Why You Should Be Reading a Book

Why You Should Be Reading a Book

I know with all of our busy college schedules that finding time for anything else is almost nonexistent, but taking time out of the day to read a book just for 30-45 minutes a day can provide some important health benefits.

According to Psychologists David Comer Kidd and Emanuele Castano at the New School for Social Research in New York from the ZME Science article, reading literary fiction enhances the ability to detect and read other people. “Deep reading” forces your break to think critically and make connections between the page to the outside world. Your mind is literally forging new pathways between the different regions of the brain. This is a crucial skill in navigating complex social relationships.

2. Reading can make you more empathic in real life.

According to a study done in 2013 by Netherlands researchers, students who read books showed increased empathy over the students who only read news articles. Those students actually showed a decline in empathy. For this to work, the reader must be fully engrossed in the story otherwise empathy would decrease.
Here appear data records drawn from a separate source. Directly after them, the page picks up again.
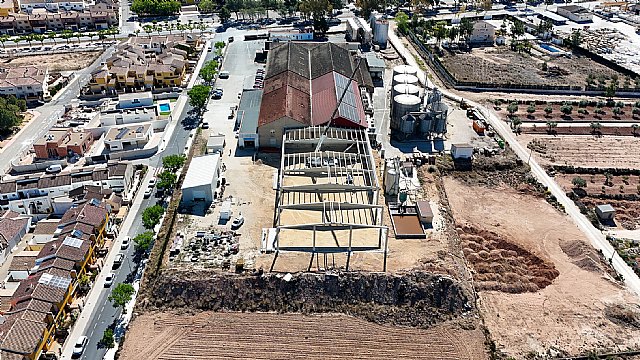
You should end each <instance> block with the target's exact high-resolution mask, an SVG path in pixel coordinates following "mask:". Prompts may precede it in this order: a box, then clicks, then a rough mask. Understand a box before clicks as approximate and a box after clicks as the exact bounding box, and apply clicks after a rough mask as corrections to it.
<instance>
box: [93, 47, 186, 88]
mask: <svg viewBox="0 0 640 360" xmlns="http://www.w3.org/2000/svg"><path fill="white" fill-rule="evenodd" d="M197 44H198V41H197V39H195V38H193V37H192V36H191V35H189V34H185V35H178V34H174V35H167V36H152V37H134V38H131V39H130V40H129V42H127V43H125V44H122V45H120V46H119V47H118V50H117V51H116V53H115V54H114V55H113V56H111V57H110V58H108V59H107V60H106V61H105V65H104V67H103V68H102V69H99V70H96V71H95V72H94V73H93V74H92V77H91V81H90V82H89V88H90V90H91V92H93V93H95V94H99V93H115V92H138V91H149V90H152V89H155V88H167V87H175V86H181V85H182V82H183V80H184V78H185V74H186V72H187V69H188V68H189V67H190V65H191V64H190V63H192V61H191V60H190V59H189V55H190V54H191V53H193V52H194V50H195V47H196V46H197ZM193 63H194V62H193Z"/></svg>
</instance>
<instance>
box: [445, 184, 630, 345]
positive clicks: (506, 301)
mask: <svg viewBox="0 0 640 360" xmlns="http://www.w3.org/2000/svg"><path fill="white" fill-rule="evenodd" d="M445 187H446V189H447V194H448V195H449V202H450V204H451V208H452V211H453V214H454V217H455V218H456V221H457V223H458V227H461V226H465V225H466V224H475V225H476V226H481V227H482V228H483V229H485V230H487V231H491V232H494V233H496V234H499V235H500V236H501V237H503V239H505V240H507V241H509V242H512V243H513V244H515V245H517V246H519V247H521V248H522V249H526V250H527V251H528V252H530V253H531V254H534V255H535V256H537V257H539V258H540V259H542V260H544V261H546V262H548V263H550V264H553V266H554V267H555V268H556V269H557V271H558V272H559V275H558V277H556V278H555V279H554V280H553V282H552V283H551V284H550V285H549V286H547V287H545V288H544V289H542V290H539V291H537V292H527V293H521V294H509V293H505V292H499V291H480V292H479V298H480V303H479V308H480V312H481V314H482V316H483V318H484V320H485V324H486V326H487V328H488V329H489V332H490V333H491V337H492V339H494V340H495V341H496V343H497V345H498V348H499V349H501V350H503V351H504V352H506V353H507V354H508V355H509V356H513V357H515V358H525V357H526V356H527V355H528V354H530V353H531V352H533V353H537V354H546V353H547V351H550V350H553V351H556V352H557V353H559V354H568V355H577V354H584V353H585V352H587V351H592V350H595V349H600V350H602V349H609V350H623V349H627V348H638V347H640V329H638V328H636V327H634V326H633V325H627V324H622V323H620V322H614V321H612V320H611V319H610V317H609V316H608V315H607V314H608V313H609V312H610V309H612V308H615V307H616V306H618V305H620V304H626V305H629V306H630V307H631V309H633V310H632V311H633V312H634V313H636V314H638V313H640V307H639V306H638V303H637V300H636V299H635V297H634V296H632V295H631V294H630V293H629V292H628V291H627V290H625V289H624V288H622V287H621V286H620V285H619V284H617V283H615V282H614V281H612V280H611V276H610V275H609V274H608V272H607V271H606V269H607V266H608V265H607V264H606V263H605V262H603V261H602V260H601V259H600V257H599V256H598V253H597V252H596V251H595V250H594V249H593V248H592V247H591V245H590V244H588V243H587V240H586V239H585V237H584V235H583V234H582V233H581V232H580V231H579V230H578V228H577V227H576V226H575V225H573V224H572V223H571V222H570V221H569V219H568V218H567V217H566V216H563V215H562V214H560V213H559V212H558V211H557V210H555V209H554V208H553V207H552V206H551V205H549V204H548V203H546V202H545V201H544V200H542V199H539V198H534V197H532V196H530V195H523V194H521V193H518V192H516V191H515V190H512V189H510V188H507V187H504V186H503V187H497V188H487V187H479V186H473V187H472V186H467V185H463V184H462V183H460V182H458V181H456V180H453V179H450V178H445ZM474 276H475V274H474Z"/></svg>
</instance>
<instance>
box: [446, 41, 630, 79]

The results from the Author Recognition Test (common measure of exposure to well-known literature) also showed a correlation between fiction knowledge and empathy test scores. From a study in 2013 that Emory University reported, they found that reading actually makes you visualize the story, and that you start the feel the emotions in the book.

3. Reading helps you later in life.

According to a study an article in The Medical Journal of the American Academy of Neurology, people who read continuously throughout their lifetime displayed better memory and mental abilities in all the different stages of life. Other studies done found that people who read regularly were less likely to develop diseases relating to brain cell decay. It fuels cognitive reserve which is the brain’s ability to adapt to damage. According to an article from Yale School of Public Health in 2016, people who read for as little as 30 minutes a day over the course of several years were living an average of two years longer than their peers who didn't read at all.